AdventureHoney founder Chris Ball cycles from Seattle to San Francisco to secure funds for changemaker program
Last Monday, avid traveller and social entrepreneur, Chris Ball, embarked on a 2,000-kilometre bike ride from Seattle to San Francisco, carrying a meagre daily budget of $3 – the amount that half the population of the developing world is currently surviving on. Ball is making several stops in his journey to present the story of Spark International – an Aussie non-for-profit founded by Aaron and Kaitlin Tait, that identifies, mentors and funds entrepreneurs in developing countries with social business ideas – and secure funds for its next round of changemakers in Papua New Guinea.
Ball, who is the founder and CEO of social enterprise AdventureHoney, has thus far presented to Microsoft, Buddy, and ImpactHub. His next presentation is in Eugene, Oregon for students at the University of Oregon and staff at RAIN, a local accelerator.
His presentations have a consistent call to action: visit www.seattle2sanfran.com and pledge your support to help end poverty. The aforementioned link navigates to Spark International’s latest crowdfunding campaign which ends on the 30th of September. A minimum of $15,000 needs to be raised for Spark International to accept its next intake of 15 changemakers in Papua New Guinea. Every extra $1,000 is another Changemaker enabled, and every $1.03 pledged to this campaign is another human life changed according to IRIS.
Spark International’s Changemaker Program aims to empower entrepreneurs living in dire poverty, rather than throw money at problems and create a cycle of reliance.
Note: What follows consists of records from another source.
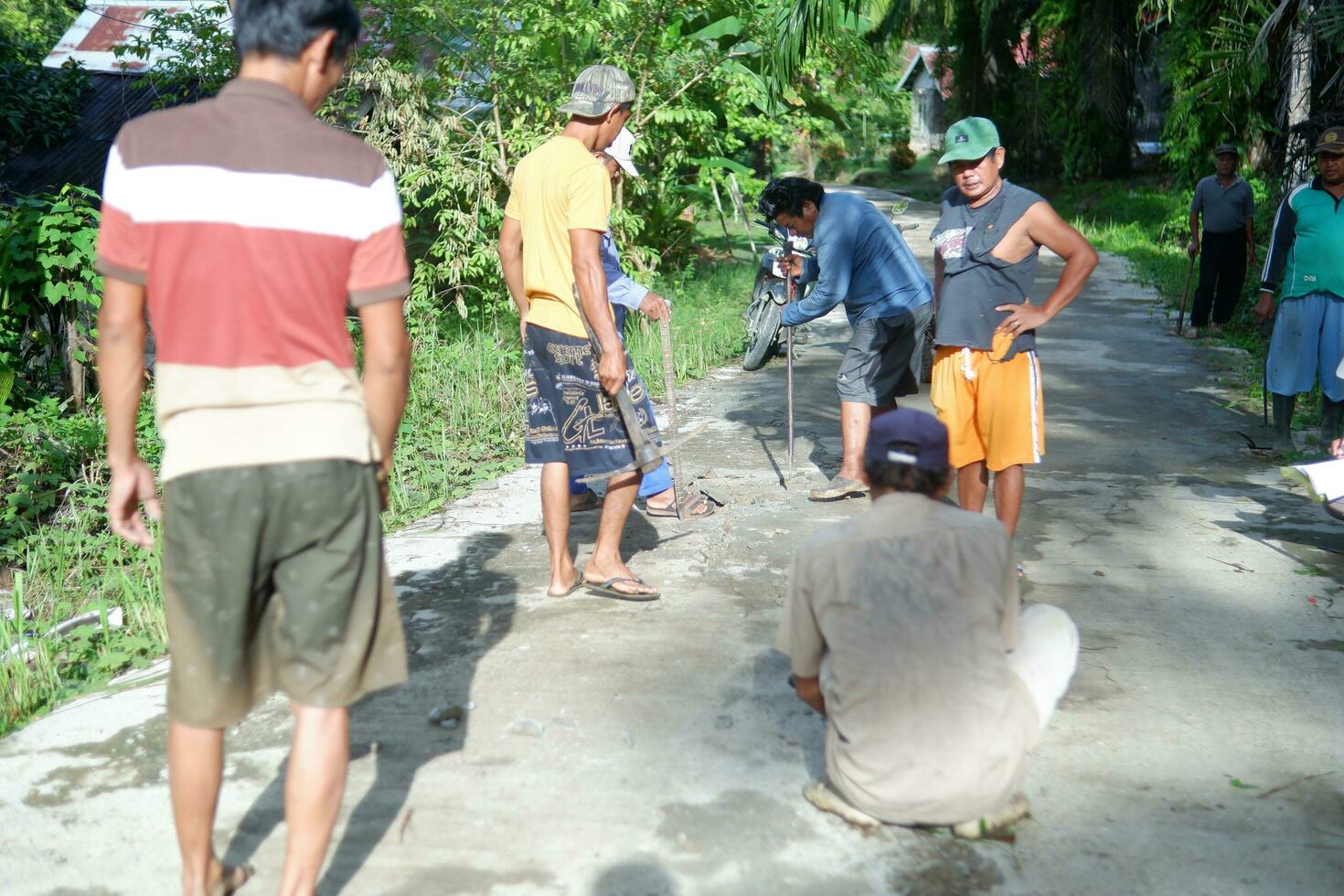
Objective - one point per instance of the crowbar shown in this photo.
(646, 453)
(788, 361)
(669, 386)
(1180, 318)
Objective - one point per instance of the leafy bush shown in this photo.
(48, 457)
(48, 289)
(901, 157)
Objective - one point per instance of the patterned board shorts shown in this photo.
(571, 418)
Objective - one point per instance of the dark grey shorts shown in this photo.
(882, 361)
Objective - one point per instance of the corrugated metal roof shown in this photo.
(105, 25)
(112, 101)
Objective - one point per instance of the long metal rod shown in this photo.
(1184, 294)
(788, 361)
(669, 389)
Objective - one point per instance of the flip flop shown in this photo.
(694, 507)
(578, 583)
(231, 880)
(840, 486)
(609, 590)
(591, 503)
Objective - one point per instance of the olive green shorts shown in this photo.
(274, 581)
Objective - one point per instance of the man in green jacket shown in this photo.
(1304, 266)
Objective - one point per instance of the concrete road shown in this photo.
(624, 750)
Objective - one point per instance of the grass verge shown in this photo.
(1147, 222)
(463, 426)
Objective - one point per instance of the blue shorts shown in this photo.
(656, 481)
(1308, 343)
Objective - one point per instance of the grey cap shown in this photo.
(597, 91)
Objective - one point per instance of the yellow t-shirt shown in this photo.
(558, 187)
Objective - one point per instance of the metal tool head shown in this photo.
(648, 463)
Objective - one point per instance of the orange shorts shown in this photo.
(992, 410)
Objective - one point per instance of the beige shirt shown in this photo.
(907, 613)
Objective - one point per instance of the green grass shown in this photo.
(1147, 222)
(926, 180)
(463, 426)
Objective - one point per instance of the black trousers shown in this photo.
(1221, 272)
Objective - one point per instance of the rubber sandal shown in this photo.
(231, 880)
(608, 590)
(995, 822)
(694, 507)
(840, 486)
(591, 503)
(820, 795)
(578, 583)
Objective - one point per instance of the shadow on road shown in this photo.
(391, 724)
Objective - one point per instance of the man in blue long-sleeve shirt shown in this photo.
(862, 261)
(628, 295)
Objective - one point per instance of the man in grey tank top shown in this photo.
(986, 374)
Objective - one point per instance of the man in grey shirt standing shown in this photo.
(905, 630)
(1227, 208)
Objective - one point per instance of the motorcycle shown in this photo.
(769, 294)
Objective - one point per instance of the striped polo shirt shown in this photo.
(253, 226)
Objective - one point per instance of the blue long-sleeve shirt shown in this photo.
(862, 261)
(620, 288)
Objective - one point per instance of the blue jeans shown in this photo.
(1307, 344)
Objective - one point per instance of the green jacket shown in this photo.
(1307, 245)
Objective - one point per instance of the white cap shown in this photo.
(620, 151)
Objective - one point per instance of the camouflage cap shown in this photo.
(597, 91)
(1331, 142)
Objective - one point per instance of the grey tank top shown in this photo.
(974, 281)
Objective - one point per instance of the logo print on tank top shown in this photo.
(952, 242)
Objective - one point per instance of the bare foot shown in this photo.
(220, 880)
(565, 581)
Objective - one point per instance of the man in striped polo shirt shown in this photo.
(1304, 265)
(248, 228)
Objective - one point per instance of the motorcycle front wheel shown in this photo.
(763, 329)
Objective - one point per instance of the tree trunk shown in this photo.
(74, 367)
(1298, 94)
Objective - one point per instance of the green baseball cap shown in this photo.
(597, 89)
(968, 140)
(1329, 143)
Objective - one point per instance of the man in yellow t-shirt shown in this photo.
(549, 242)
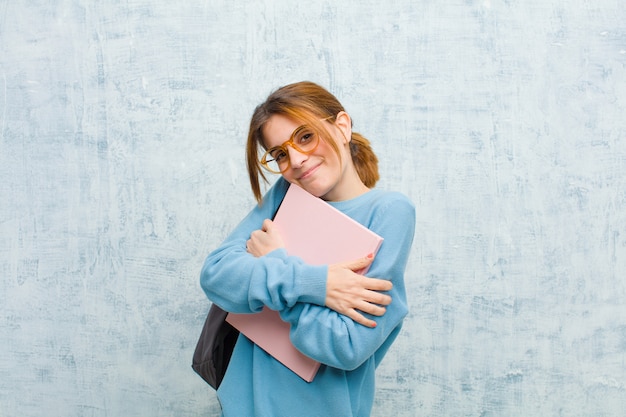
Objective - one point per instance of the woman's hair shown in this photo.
(309, 103)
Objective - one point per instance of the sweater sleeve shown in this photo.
(336, 340)
(241, 283)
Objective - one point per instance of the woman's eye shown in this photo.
(306, 138)
(279, 155)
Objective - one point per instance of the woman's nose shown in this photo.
(296, 159)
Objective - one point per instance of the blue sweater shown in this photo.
(256, 385)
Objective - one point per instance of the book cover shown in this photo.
(320, 235)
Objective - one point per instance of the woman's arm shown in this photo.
(337, 340)
(238, 282)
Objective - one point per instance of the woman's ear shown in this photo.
(344, 123)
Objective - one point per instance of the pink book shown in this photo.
(320, 235)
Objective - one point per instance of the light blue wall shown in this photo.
(121, 166)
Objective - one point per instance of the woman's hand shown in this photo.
(265, 240)
(349, 293)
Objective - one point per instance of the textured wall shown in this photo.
(121, 166)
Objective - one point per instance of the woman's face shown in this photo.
(320, 172)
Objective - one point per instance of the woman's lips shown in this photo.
(308, 172)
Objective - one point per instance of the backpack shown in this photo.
(215, 347)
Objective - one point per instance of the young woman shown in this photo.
(344, 320)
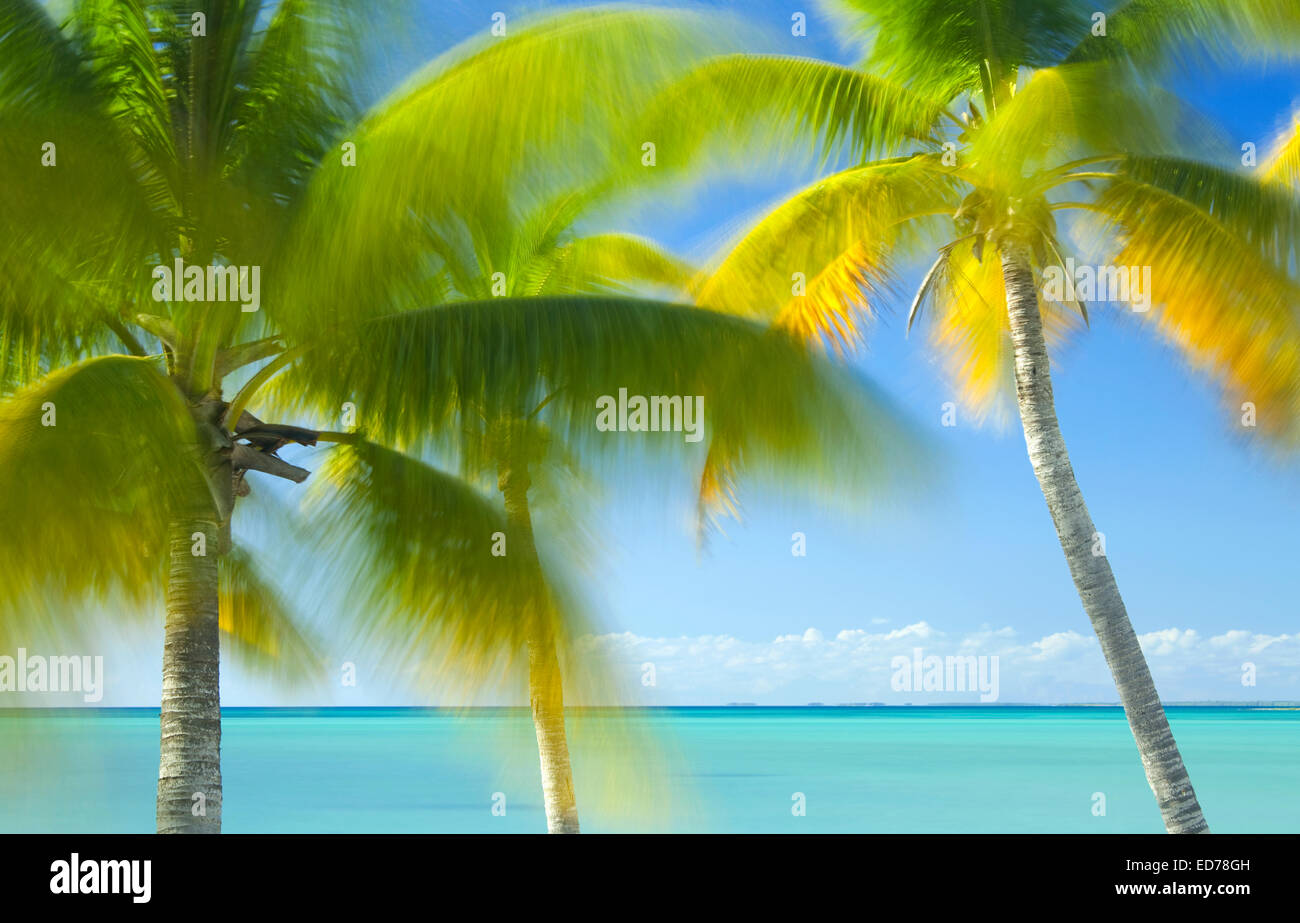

All funds raised goes towards community empowerment and self-reliance, rather than simply soothing one’s conscience.
John Taka from Papua New Guinea is one example of what’s possible when local people with local solutions are empowered. With Spark’s mentoring, support and funding, Taka created a sustainable farming co-op that has put 20 kids through university. He has diversified into healthcare and banking services for his local village and also project-managed the construction of a road through 17 kilometres of jungle, connecting his village to the highway. His efforts have changed the lives of 10,000 locals.